The Cumberland Club is a private members' club in Portland, Maine, United States. It was formed in 1877 and is the oldest social club in the state. The club is located at 116 High Street in the Arts District in a former private home built in 1800. It has been located in the building since 1896. It was one of the political centers of Portland and Maine politics.

It is organized under laws for 501(c)(7) Social and Recreation Clubs. In 2024, it claimed total revenue of $1,295,279 and total assets of $1,864,675.

== History ==
For decades, the club refused to admit Jewish people as members, using a loophole in the law that allowed discrimination by private organizations and by blackballing. This led in the 1950s and 1960s to protests and calls for change. The fight was led by the Republican Party state senator S. Peter Mills Jr., ultimately contributing to legislative efforts in Maine that aimed to eliminate discrimination based on religion, race, or color.

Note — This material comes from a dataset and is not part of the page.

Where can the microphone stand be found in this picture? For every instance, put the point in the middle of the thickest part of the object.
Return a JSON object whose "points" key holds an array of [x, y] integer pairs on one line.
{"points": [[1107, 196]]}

Mills' legislation prohibited Maine authorities from renewing food or liquor licenses to organizations that engaged in discriminatory practices unless they were a genuine religious or ethnic organization. Members of the club objected, citing freedom of association, and refused to obey the new law. When the club's licence came up after the law passed, Portland City Council voted 5–3 to rule that the club was discriminating. They gave them a brief probationary period to change their practices, which they did by offering membership to six Jews and amended its own bylaws to ban membership being decided on the grounds of race, creed or ethnic origin.